Visited the Exhibition on my way home from the Court. The new rooms are most splendid, and several good pictures. The Institution has subsisted but five years, and it is astonishing how much superior the worst of the present collection are to the teaboard-looking things which first appeared. John Thomson, of Duddingston, has far the finest picture in the Exhibition, of a large size—subject Dunluce, a ruinous castle of the Antrim family, near the Giant’s Causeway, with one of those terrible seas and skies which only Thomson can paint. Found Scrope there improving a picture of his own, an Italian scene in Calabria. He is, I think, greatly improved, and one of the very best amateur painters I ever saw—Sir George Beaumont scarcely excepted. Yet, hang it, I do except Sir George.
I would not write to-day after I came home. I will not say could not, for it is not true; but I was lazy; felt the desire far niente, which is the sign of one’s mind being at ease. I read The English in Italy,[161] which is a clever book.

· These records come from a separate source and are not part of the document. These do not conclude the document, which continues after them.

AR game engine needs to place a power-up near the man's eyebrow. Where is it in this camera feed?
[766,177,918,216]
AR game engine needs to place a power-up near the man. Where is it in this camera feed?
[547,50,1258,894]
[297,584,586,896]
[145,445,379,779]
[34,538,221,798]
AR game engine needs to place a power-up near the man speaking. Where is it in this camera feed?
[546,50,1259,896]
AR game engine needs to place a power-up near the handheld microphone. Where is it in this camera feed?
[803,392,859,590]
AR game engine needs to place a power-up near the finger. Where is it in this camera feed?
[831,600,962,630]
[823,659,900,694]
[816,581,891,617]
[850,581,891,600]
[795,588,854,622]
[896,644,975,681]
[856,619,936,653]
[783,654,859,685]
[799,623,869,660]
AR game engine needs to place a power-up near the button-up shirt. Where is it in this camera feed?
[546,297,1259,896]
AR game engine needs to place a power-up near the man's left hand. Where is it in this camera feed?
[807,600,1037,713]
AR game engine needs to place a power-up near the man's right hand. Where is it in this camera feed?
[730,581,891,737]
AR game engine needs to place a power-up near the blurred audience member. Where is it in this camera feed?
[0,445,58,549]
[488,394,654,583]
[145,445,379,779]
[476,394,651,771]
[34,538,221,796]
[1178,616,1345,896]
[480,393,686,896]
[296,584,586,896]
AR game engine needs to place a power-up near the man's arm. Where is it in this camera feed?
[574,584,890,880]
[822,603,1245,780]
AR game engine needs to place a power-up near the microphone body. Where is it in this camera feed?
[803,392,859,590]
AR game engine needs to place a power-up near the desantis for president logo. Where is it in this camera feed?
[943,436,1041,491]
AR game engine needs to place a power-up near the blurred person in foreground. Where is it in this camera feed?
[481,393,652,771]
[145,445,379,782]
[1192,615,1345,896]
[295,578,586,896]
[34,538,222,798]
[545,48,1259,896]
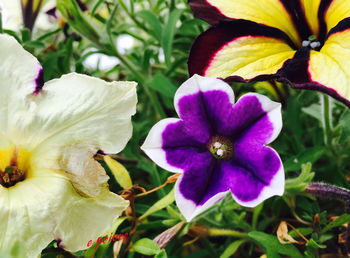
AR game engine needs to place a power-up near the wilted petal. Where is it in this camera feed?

Byron used to kick and frisk more contemptuously against the literary gravity and slang than any one I ever knew who had climbed so high. Then, it is true, I never knew any one climb so high; and before you despise the eminence, carrying people along with you, as convinced that you are not playing the fox and the grapes, you must be at the top. Moore told me some delightful stories of him. One was that while they stood at the window of Byron’s Palazzo in Venice, looking at a beautiful sunset, Moore was naturally led to say something of its beauty, when Byron answered in a tone that I can easily conceive, “Oh! come, d—n me, Tom, don’t be poetical.” Another time, standing with Moore on the balcony of the same Palazzo, a gondola passed with two English gentlemen, who were easily distinguished by their appearance. They cast a careless look at the balcony and went on. Byron crossed his arms, and half stooping over the balcony said, “Ah! d—n ye, if ye had known what two fellows you were staring at, you would have taken a longer look at us.” This was the man, quaint, capricious, and playful, with all his immense genius. He wrote from impulse, never from effort; and therefore I have always reckoned Burns and Byron the most genuine poetical geniuses of my time, and half a century before me. We have, however, many men of high poetical talent, but none, I think, of that ever-gushing and perennial fountain of natural water.